Il Sud Italia più colpito
Le regioni del Sud Italia sono le più colpite da questo problema. A Siracusa, ad esempio, la rete idrica disperde il 65,2% dell'acqua. Queste perdite rappresentano un problema persistente e significativo che richiede azioni immediate e mirate per essere affrontato.
Impatto delle perdite
Secondo l'ultimo report Istat pubblicato a marzo 2024, le perdite nelle reti comunali di distribuzione dell'acqua potabile nell'anno 2022-2023 avrebbero potuto soddisfare le esigenze idriche di circa 43,4 milioni di persone per un intero anno. Questo dato, seppur impressionante, è solo uno dei molti indicatori dell'entità del problema.

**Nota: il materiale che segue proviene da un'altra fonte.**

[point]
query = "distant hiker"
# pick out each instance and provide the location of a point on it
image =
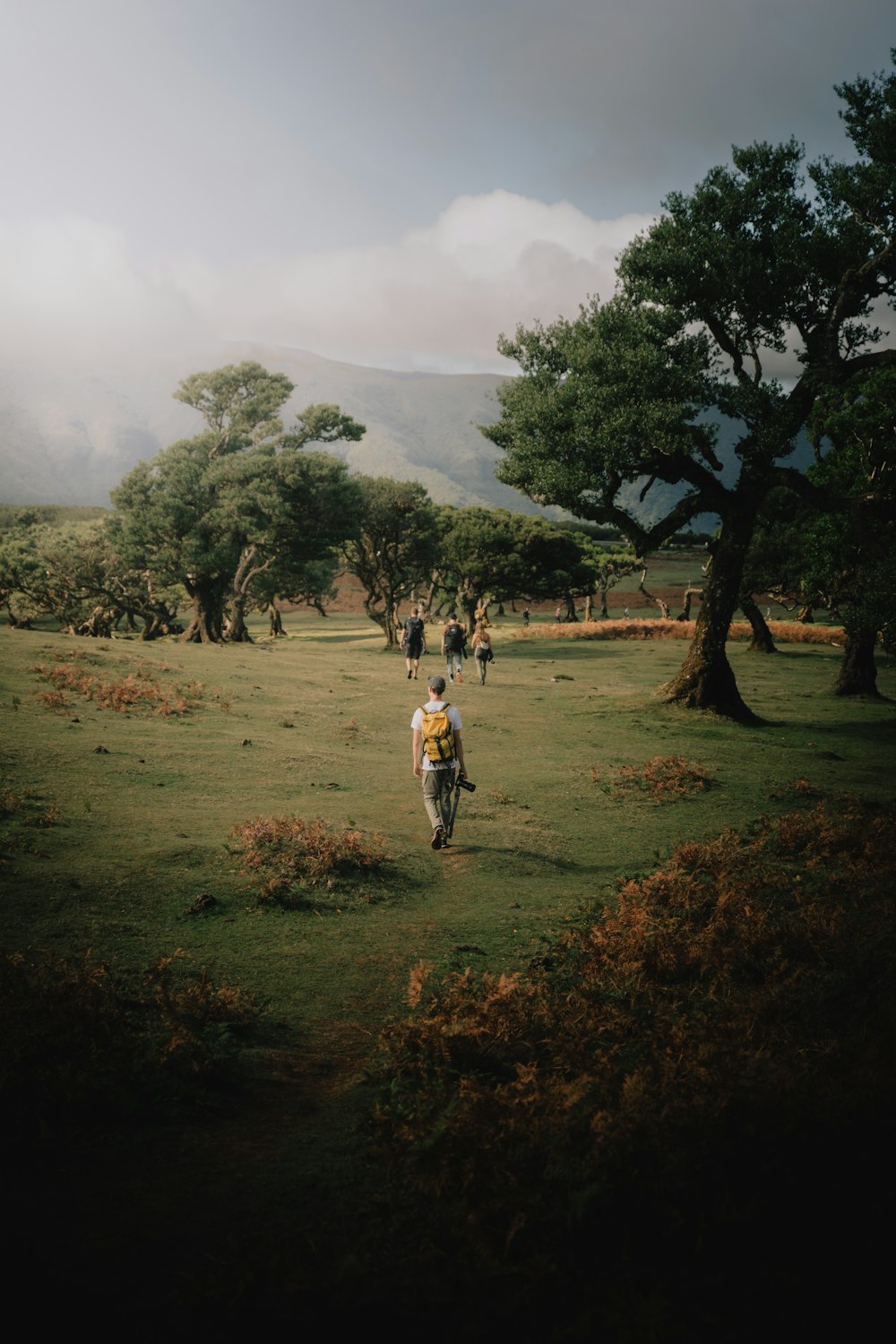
(452, 642)
(414, 642)
(438, 754)
(481, 650)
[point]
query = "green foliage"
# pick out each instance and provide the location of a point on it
(747, 266)
(395, 548)
(238, 502)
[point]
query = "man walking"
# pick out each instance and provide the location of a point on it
(452, 642)
(413, 642)
(438, 753)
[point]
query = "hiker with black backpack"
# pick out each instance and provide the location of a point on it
(414, 642)
(452, 642)
(438, 757)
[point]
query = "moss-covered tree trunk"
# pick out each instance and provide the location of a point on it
(857, 669)
(206, 625)
(762, 640)
(705, 679)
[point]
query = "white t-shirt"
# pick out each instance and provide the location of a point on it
(454, 719)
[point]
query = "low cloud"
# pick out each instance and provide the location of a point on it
(74, 293)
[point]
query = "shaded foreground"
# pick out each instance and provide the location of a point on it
(676, 1126)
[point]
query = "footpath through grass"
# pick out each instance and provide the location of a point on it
(126, 768)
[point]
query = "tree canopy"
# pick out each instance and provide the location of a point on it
(753, 273)
(241, 499)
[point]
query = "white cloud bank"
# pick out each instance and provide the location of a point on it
(72, 292)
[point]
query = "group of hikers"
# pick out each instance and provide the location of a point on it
(437, 726)
(452, 647)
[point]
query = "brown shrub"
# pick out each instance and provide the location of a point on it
(661, 779)
(284, 857)
(745, 988)
(134, 691)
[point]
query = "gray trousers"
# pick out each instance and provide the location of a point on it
(437, 795)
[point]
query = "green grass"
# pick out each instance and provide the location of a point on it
(319, 726)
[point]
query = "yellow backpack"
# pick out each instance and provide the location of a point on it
(438, 736)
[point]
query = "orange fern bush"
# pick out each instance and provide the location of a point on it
(284, 857)
(137, 690)
(661, 779)
(745, 989)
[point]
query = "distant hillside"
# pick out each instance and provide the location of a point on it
(69, 438)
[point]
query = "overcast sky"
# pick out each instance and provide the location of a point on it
(384, 182)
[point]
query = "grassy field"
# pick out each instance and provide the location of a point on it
(116, 835)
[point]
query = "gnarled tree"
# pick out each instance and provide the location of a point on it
(748, 271)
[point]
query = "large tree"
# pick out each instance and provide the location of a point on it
(394, 548)
(751, 271)
(217, 511)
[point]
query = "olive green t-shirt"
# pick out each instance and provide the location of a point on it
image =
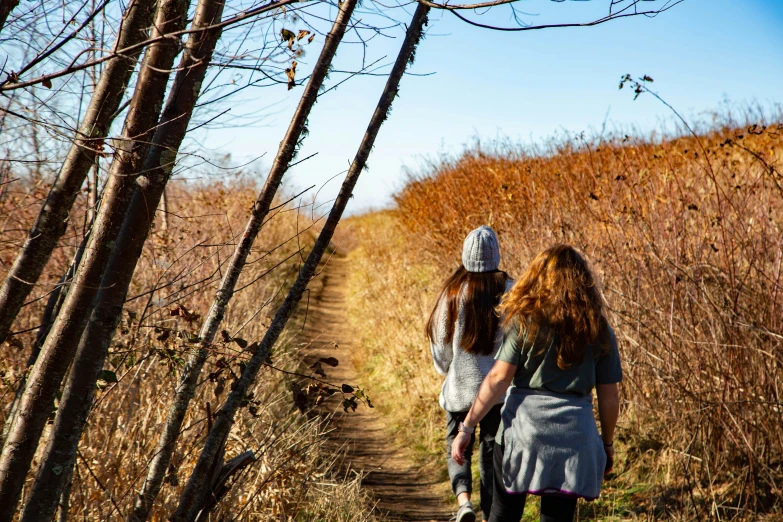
(537, 369)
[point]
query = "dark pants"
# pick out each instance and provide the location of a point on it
(461, 476)
(508, 507)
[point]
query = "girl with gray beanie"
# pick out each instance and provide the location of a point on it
(464, 338)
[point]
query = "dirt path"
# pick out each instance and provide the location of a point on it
(391, 476)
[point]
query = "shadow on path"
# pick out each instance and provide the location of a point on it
(401, 491)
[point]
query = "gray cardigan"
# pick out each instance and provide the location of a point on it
(463, 371)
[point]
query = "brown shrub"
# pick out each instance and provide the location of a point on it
(687, 238)
(182, 266)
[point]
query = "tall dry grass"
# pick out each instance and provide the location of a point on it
(687, 237)
(293, 478)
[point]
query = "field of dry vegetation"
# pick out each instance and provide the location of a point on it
(686, 235)
(174, 283)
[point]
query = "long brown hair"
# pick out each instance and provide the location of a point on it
(479, 293)
(558, 296)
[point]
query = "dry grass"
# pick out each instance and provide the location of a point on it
(293, 477)
(687, 237)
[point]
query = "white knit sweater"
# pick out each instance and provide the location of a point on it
(463, 371)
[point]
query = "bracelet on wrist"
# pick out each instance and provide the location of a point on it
(465, 429)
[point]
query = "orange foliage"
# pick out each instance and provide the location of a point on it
(687, 238)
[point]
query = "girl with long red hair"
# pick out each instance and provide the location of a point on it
(557, 347)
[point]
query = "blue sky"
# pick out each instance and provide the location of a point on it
(525, 86)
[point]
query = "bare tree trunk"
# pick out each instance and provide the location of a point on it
(64, 502)
(92, 194)
(52, 218)
(60, 452)
(187, 385)
(164, 214)
(6, 6)
(53, 305)
(61, 344)
(196, 491)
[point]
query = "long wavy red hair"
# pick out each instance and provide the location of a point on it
(558, 296)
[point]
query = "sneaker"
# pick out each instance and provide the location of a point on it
(465, 513)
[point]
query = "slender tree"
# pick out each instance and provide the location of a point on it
(58, 350)
(60, 451)
(187, 385)
(197, 490)
(52, 218)
(6, 6)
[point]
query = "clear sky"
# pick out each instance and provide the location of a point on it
(524, 85)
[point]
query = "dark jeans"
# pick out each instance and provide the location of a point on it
(508, 507)
(461, 477)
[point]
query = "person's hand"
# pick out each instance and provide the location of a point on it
(459, 446)
(609, 459)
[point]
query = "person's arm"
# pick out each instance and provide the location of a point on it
(608, 412)
(492, 389)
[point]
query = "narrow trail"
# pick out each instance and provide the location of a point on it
(391, 476)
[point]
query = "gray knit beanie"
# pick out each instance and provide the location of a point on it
(480, 252)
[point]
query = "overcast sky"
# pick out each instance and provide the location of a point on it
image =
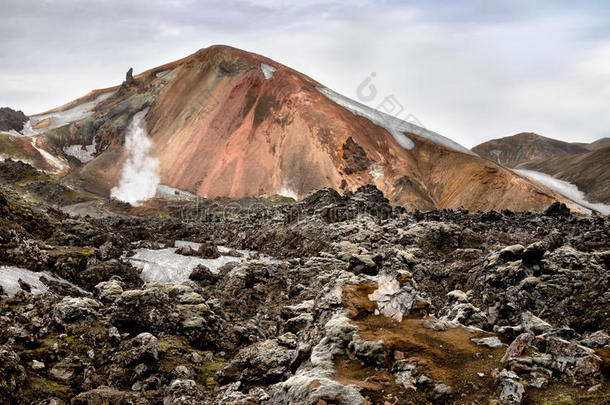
(471, 70)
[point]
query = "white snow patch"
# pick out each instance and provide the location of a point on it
(393, 125)
(290, 193)
(567, 189)
(166, 266)
(9, 280)
(83, 153)
(164, 189)
(61, 118)
(139, 178)
(268, 71)
(56, 162)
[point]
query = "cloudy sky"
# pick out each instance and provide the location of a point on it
(472, 70)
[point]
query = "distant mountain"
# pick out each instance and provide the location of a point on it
(599, 144)
(225, 122)
(525, 147)
(589, 171)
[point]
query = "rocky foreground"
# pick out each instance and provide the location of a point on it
(362, 303)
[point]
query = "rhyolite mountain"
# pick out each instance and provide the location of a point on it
(585, 165)
(226, 122)
(525, 147)
(589, 171)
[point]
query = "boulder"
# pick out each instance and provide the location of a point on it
(511, 389)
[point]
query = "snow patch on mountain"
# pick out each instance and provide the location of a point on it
(290, 193)
(268, 71)
(567, 189)
(139, 177)
(164, 189)
(56, 162)
(395, 126)
(60, 118)
(83, 153)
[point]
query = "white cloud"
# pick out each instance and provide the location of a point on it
(470, 70)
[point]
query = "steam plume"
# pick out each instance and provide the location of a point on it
(139, 178)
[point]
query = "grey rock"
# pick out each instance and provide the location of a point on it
(511, 389)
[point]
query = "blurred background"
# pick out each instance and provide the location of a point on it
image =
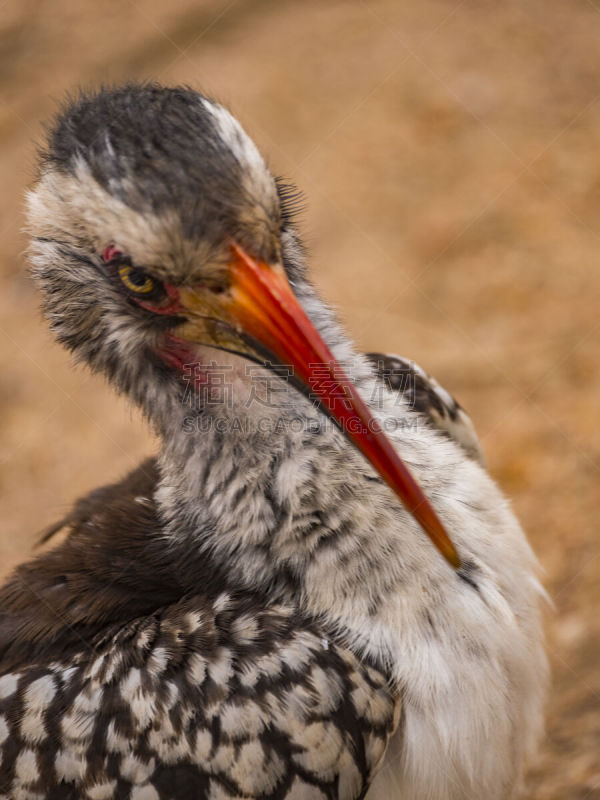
(449, 153)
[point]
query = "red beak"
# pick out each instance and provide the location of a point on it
(263, 304)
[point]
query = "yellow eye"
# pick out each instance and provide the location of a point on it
(135, 280)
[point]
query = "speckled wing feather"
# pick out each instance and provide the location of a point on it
(425, 396)
(125, 675)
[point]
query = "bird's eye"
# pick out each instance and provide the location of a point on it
(136, 280)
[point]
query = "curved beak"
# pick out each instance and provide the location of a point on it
(260, 304)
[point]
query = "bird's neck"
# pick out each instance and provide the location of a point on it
(266, 485)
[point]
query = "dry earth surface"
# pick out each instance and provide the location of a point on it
(449, 153)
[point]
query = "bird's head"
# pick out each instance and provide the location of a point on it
(157, 229)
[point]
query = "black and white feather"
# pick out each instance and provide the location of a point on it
(252, 614)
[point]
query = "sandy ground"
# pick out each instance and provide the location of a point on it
(449, 156)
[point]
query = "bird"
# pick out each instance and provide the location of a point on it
(314, 590)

Riduzione della disponibilità di acqua
Un altro aspetto preoccupante è la riduzione della disponibilità di acqua in Italia. Secondo i dati dell'Istituto superiore per la protezione e la ricerca ambientale (Ispra), nel 2023 si conferma il trend negativo registrato da diversi anni in Italia, anche se il 2023 può considerarsi un anno in ripresa rispetto al 2022.
La gestione delle reti idriche in Italia richiede un'attenzione particolare. Le perdite di acqua sono un problema serio che necessita di soluzioni efficaci e tempestive. La Giornata Mondiale dell'Acqua, celebrata il 22 marzo, è un'occasione importante per riflettere su questi problemi e cercare soluzioni sostenibili.